5) The loss of defenseman Torey Krug is a serious blow to the Blues. He’s listed as “week to week” with a hand or wrist injury after being slashed during a 5-2 win at Washington earlier this week. The defensive pairing of Justin Faulk and Krug was recently referred to as “solid” by The Athletic.
Well, they’re much better than that. Among defensive pairings that have played at least 600 minutes together at five on five this season, here are the three best in the NHL based on the bottom-line – the share of goals scored when the defensive tandem is on the ice.
– Dmitry Orlov and Nick Jensen, Washington: 36 goals for, 15 against. The Capitals have 70.6 percent of the goals with that strong pairing in action at five on five.

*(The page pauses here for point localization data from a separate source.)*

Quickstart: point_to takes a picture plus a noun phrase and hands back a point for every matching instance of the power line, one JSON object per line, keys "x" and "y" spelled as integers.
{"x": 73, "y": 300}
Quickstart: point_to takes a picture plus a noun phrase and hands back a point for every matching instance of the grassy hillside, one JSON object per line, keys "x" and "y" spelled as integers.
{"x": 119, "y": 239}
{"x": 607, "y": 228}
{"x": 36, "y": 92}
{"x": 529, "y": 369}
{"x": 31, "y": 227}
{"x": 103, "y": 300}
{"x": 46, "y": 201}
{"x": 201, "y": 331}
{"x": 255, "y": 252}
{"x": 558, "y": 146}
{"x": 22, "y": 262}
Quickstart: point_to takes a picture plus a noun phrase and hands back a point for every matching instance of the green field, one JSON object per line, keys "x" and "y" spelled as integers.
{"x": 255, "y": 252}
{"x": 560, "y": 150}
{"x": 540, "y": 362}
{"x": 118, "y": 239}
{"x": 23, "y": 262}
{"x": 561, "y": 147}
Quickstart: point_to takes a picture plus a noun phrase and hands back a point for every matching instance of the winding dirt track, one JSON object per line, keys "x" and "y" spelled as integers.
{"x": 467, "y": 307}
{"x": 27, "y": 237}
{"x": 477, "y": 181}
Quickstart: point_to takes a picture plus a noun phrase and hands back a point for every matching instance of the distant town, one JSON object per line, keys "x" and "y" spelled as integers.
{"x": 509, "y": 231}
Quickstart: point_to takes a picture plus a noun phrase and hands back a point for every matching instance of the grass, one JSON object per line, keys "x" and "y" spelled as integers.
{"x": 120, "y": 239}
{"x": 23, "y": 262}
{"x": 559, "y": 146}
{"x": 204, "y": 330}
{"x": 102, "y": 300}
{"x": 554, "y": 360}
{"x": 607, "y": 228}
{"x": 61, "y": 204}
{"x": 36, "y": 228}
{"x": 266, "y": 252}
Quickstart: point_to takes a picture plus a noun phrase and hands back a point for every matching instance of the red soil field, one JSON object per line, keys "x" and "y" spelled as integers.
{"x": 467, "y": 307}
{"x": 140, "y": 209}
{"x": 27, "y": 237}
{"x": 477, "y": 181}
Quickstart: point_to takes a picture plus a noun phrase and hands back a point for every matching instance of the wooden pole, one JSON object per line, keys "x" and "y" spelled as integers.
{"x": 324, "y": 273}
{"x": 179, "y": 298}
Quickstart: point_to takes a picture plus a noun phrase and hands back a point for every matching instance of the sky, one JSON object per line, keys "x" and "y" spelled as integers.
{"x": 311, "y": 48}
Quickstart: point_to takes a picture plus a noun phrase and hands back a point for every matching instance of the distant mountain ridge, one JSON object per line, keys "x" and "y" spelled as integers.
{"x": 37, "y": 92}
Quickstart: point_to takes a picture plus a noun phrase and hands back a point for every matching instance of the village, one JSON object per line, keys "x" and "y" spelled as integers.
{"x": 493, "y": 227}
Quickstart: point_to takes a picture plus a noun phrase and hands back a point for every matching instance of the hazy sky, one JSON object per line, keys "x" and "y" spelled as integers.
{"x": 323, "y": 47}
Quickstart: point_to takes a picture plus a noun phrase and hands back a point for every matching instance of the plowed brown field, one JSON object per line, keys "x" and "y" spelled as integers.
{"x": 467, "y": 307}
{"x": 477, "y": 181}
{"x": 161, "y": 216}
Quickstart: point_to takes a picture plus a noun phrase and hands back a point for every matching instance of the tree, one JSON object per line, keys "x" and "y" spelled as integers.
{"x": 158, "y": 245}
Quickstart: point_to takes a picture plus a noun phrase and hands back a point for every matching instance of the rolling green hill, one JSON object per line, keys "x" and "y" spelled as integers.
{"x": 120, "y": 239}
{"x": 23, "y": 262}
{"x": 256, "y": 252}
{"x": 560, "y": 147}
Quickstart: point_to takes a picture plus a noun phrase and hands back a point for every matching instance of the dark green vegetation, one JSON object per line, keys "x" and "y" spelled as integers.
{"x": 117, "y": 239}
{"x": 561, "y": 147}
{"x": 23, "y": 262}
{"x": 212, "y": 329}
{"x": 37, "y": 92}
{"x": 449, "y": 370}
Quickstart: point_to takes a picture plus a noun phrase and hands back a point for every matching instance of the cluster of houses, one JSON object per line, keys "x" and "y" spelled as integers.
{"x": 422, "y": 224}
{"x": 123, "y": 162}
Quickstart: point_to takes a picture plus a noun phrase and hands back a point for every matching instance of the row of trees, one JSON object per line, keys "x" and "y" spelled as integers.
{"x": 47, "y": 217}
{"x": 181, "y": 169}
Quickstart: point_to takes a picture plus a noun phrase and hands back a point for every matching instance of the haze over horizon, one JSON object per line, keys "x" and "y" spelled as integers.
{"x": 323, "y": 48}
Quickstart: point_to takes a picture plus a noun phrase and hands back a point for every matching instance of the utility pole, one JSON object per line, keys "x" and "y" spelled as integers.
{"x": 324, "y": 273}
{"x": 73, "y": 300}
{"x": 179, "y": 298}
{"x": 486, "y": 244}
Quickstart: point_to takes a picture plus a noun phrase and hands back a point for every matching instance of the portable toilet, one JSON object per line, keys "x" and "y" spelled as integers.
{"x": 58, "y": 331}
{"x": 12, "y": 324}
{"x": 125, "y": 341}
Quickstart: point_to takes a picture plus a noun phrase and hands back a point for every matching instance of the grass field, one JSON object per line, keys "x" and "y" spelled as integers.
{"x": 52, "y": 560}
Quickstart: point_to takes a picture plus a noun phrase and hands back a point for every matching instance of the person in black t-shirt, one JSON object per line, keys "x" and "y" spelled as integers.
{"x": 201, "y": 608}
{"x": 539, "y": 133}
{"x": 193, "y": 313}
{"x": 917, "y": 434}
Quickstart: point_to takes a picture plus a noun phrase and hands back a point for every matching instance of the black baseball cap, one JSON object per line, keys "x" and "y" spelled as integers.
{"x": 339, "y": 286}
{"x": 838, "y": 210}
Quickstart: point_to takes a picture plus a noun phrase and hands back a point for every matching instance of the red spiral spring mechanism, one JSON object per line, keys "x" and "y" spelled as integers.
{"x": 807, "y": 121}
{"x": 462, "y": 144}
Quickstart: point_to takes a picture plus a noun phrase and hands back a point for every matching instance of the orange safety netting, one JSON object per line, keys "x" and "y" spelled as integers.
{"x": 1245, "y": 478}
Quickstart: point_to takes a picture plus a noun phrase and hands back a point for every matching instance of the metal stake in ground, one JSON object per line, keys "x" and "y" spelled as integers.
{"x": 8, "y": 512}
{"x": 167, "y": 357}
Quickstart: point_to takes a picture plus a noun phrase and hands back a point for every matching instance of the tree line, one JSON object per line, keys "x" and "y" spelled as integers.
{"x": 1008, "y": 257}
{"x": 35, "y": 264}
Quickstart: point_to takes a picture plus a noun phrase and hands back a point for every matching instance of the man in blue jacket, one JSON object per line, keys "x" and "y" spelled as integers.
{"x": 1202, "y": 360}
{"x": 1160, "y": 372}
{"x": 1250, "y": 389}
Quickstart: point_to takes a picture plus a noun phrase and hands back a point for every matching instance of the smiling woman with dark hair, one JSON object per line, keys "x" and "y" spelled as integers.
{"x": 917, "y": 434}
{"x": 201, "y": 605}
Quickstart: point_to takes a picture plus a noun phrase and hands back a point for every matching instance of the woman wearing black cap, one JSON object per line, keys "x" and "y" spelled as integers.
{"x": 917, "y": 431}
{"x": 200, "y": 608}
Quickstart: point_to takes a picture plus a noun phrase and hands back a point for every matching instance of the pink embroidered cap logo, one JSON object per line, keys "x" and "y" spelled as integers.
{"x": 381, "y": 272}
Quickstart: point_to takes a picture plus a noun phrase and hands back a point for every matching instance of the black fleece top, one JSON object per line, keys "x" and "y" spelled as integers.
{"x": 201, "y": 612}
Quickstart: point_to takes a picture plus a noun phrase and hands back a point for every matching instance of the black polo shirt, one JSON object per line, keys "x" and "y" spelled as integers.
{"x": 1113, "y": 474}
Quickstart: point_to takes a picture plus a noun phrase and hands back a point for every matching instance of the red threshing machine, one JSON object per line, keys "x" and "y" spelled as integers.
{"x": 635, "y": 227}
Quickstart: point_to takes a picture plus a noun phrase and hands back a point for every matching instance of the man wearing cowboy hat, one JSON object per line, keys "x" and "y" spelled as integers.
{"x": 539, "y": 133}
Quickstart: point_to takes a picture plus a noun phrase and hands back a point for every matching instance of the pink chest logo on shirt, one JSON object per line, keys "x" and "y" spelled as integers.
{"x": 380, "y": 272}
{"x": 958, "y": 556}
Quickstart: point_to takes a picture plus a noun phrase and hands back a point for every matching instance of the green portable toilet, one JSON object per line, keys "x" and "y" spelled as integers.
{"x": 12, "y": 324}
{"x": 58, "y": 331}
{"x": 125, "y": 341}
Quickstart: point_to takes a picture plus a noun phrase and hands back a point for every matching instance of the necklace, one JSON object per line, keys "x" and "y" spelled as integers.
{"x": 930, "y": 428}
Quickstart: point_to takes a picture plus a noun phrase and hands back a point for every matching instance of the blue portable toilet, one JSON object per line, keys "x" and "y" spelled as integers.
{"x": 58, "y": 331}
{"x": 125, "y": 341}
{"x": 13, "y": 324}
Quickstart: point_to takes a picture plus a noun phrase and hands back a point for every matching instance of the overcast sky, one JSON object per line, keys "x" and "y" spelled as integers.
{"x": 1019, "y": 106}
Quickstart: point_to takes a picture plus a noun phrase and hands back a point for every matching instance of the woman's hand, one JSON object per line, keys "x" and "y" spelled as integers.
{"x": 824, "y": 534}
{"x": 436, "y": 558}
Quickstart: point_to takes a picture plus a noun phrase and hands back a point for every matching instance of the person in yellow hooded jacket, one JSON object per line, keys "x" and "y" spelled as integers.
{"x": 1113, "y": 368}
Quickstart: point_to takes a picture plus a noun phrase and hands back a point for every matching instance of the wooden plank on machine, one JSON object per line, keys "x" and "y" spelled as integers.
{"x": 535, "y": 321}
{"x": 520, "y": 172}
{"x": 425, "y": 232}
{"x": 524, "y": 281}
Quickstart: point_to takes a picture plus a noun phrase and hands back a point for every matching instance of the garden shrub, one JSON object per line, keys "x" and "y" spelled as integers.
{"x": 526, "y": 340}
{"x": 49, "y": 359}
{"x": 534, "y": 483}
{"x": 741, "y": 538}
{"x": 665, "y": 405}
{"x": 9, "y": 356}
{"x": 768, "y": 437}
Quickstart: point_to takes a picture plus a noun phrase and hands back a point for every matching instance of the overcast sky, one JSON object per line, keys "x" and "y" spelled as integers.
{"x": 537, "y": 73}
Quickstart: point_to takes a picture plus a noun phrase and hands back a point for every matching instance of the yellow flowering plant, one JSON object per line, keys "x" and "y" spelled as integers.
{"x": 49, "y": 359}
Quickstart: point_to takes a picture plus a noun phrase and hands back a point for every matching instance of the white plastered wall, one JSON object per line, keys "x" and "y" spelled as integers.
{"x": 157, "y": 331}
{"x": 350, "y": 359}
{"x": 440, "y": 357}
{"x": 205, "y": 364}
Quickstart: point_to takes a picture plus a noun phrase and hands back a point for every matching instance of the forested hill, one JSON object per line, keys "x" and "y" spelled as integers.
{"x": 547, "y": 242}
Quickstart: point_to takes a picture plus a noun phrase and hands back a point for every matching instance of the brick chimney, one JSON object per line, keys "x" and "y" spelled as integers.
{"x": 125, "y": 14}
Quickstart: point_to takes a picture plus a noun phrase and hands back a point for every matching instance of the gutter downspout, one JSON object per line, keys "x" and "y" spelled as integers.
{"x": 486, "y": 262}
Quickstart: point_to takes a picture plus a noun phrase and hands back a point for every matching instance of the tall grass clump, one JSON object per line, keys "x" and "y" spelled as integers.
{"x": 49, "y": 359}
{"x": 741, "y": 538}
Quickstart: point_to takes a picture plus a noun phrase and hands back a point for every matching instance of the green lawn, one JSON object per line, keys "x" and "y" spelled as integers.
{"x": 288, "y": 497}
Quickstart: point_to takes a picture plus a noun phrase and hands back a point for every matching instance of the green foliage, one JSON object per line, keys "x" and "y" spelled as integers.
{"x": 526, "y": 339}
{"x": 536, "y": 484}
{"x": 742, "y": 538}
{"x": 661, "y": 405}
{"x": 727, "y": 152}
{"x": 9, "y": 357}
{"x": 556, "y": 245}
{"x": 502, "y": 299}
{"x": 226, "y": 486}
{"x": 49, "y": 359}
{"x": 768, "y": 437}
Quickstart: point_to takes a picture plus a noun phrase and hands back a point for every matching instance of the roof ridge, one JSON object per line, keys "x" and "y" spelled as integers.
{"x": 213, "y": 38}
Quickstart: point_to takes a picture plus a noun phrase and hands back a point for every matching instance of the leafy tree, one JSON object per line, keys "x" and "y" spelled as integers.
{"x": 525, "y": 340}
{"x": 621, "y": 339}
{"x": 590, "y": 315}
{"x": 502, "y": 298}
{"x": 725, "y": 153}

– Cale Makar and Devon Toews, Colorado: 42 goals for, 18 against. The Avs have scored 70% of the goals at five on five when that dynamic duo is working.
– Justin Faulk and Torey Krug, St. Louis: 46 goals for, 20 against. The Blue have scored 69.7% of the goals at five on five with Faulk and Krug teaming up at five on five.
6) There’s no mystery, no magic, to explain Jake Woodford’s September success last season. Simple explanation: heavy usage of the sinker. Through the end of June, Woodford had thrown the sinker on only 27.5 percent of his pitches. After getting roughed up in two of three appearances in July, Woodford was sent to Triple A Memphis for a time. He returned with a sharper, better sinker. Why not take advantage of the Cards’ infield defense, right? In September Woodford threw the sinker on 43.7 percent of his pitches and got a 48.8 percent ground-ball rate. The results: hitters batted .229 with a .271 slugging percentage, and Woodford had a 2.51 ERA in 28.2 innings. (Which included five starts.)